As I was washing the dishes after slaving all day making another batch of baby food for Caden, I noticed my mom looking at me funny.

Out of no where, she goes, "Sarah..."

"Yeah?" I respond, still scrubbing the dishes.

"You have a..." And she starts pointing at my rear end.

'Great' I think, 'I ripped my pants or something.'

Then she looks around to make sure no one's listening, leans towards me from across the room, and nearly mumbles, "You have a black butt."

It takes everything in me not to burst out laughing as I go "It's called a ghetto booty mom."

Yes I have always been bootylicious and proud.

Wednesday, March 28, 2007

Orangesicle Slushie and Shopping Carts

My brother and I decide to go to Walmart tonight. We have a few items to pick up, a little time to kill, and my mother's debit card to burn. It was going to be a lovely trip.

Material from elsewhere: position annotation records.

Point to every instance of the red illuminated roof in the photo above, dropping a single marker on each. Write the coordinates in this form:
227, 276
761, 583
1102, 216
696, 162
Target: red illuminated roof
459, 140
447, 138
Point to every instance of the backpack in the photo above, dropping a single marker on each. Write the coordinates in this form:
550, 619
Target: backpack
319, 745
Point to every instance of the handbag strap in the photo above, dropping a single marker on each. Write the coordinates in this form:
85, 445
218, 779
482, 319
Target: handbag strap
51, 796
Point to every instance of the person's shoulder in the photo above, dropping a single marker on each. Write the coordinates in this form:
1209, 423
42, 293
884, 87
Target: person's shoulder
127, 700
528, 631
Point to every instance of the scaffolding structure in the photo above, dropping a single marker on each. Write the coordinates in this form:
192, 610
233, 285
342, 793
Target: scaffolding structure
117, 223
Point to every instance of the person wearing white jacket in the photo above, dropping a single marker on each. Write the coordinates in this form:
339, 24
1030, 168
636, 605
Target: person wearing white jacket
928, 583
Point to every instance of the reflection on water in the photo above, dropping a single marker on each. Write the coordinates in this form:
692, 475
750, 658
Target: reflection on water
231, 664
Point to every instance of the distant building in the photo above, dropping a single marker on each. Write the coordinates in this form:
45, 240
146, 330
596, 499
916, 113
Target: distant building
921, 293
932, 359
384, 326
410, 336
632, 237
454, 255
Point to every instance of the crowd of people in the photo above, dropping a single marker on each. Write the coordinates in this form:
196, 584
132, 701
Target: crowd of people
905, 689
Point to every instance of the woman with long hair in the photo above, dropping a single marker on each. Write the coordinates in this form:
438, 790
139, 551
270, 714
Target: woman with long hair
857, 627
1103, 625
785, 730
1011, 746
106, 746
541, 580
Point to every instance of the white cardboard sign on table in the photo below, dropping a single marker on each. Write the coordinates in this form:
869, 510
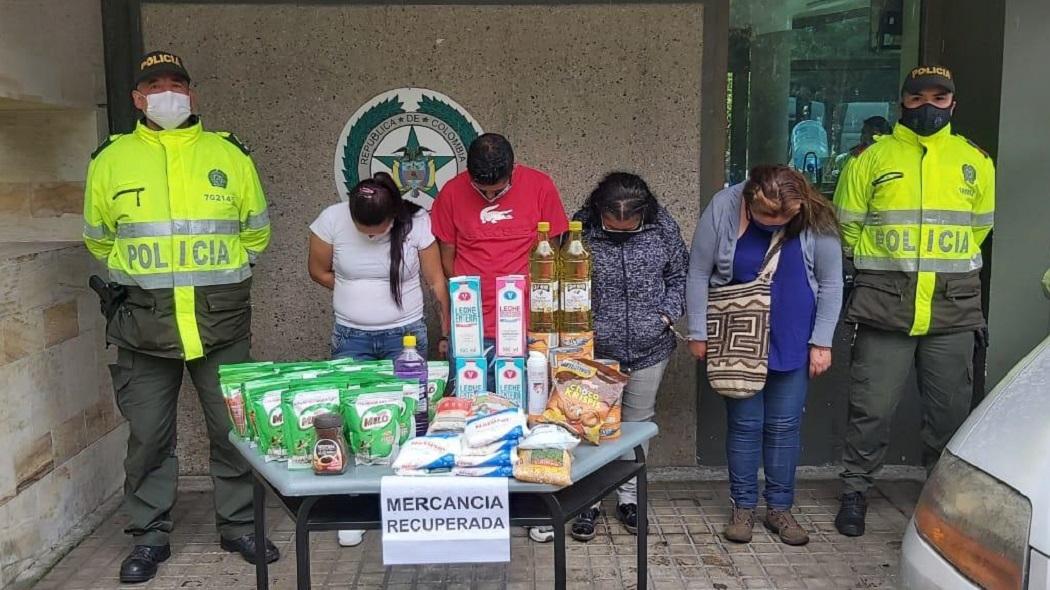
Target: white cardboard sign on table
445, 520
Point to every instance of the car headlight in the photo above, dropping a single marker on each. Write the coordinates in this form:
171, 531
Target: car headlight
975, 522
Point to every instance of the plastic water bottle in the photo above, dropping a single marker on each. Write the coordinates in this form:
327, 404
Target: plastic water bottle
539, 382
410, 364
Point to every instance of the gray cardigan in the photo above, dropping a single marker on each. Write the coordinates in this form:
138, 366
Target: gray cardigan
711, 265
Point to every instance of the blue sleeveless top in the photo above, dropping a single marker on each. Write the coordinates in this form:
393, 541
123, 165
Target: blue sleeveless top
793, 308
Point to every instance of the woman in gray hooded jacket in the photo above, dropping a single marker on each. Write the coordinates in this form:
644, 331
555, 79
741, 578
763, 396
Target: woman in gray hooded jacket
638, 267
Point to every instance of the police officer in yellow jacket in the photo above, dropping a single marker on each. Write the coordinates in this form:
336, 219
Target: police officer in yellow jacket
177, 215
915, 208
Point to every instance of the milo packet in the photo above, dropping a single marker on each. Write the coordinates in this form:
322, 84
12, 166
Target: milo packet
437, 380
267, 414
407, 390
374, 424
251, 391
300, 403
232, 387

I have my Sonic orangesicle sluchie drink in my hand walking in through the automated doors. I go to grab a cart, and realize I have items in my other hand as well. Doing the only logical thing I can think of, I lift the drink to my mouth, grab hold of the straw with my lips, and let go of the drink to reach for the cart.

Yeah. You guessed it.

*splat*

Orange slushie went everywhere.

My reaction.

*blink* "That was stupid."

Then I took the straw out of my mouth and picked up the slushie cup and put the straw back through the top of the drink and grabbed a different cart.

D to the E...

Two days ago my brother was writing a paper and asked me how to spell "delicious".

Now, those of you who KNOW me know I cannot spell for the life of me. In fact, I once told my dad that the only way I was able to correctly spell words, was to spell them in a way that looked wrong to me and I'd know they were right. Most correctly spelled words look like they're misspelled to me. Add it to the vault of "Sarah-isms" and let's move on.

So I stare at him for a minute and reply:
"D"
Pause
"e"
long pause
"Oh! D - to the E to the L I C I O U S"


My brother looks at me like I've lost it and asks "What?"

I calmly reply "d to the e to the l i c i o u s ya know, the Fergie song?"

He types the word out and we both return to our former activities.

And then it took me another day and a half before I burst out laughing at how retarted that was.